Mais voici que, dans la cellule, entre en scène une jeune avocate dont les traits – sinon le comportement, les paroles ou le costume – rappellent curieusement ceux de Nora. Mettant plus de persévérance que les autres, plus de méthode et plus de perspicacité, l'avocate devient vite pour sa petite cliente la plus tentante des proies.

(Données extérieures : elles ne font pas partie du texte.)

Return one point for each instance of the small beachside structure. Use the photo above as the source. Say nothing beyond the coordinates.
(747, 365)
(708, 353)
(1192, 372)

Prise dans l'enchevêtrement des histoires passées, émue aussi par les relations effarantes que lui fait la prisonnière concernant ce qui se passerait ici même, au-delà des parois immaculées de la cellule (images remontées d'un Moyen Âge de roman populaire, où, sous l'œil glacé d'une religieuse souveraine, fleurissent les amours lesbiennes, les humiliations rituelles et les supplices de l'Inquisition), entraînée enfin dans un monde de chaînes, de feu, de baisers, de couteaux et de morsures, l'avocate peu à peu s'identifie à la trop séduisante assassinée, par une série de modifications, d'abandons, de charmes, qui la conduiront jusqu'à l'accident fatal, où les dernières pièces du procès doivent enfin trouver leur juste place.
Ce texte est le résumé initial du film, ce qu'on appelle couramment un synopsis. La partie principale du livre est constituée par le projet détaillé : la continuité dialoguée. Enfin une dernière partie donne le relevé exhaustif du montage, plan par plan.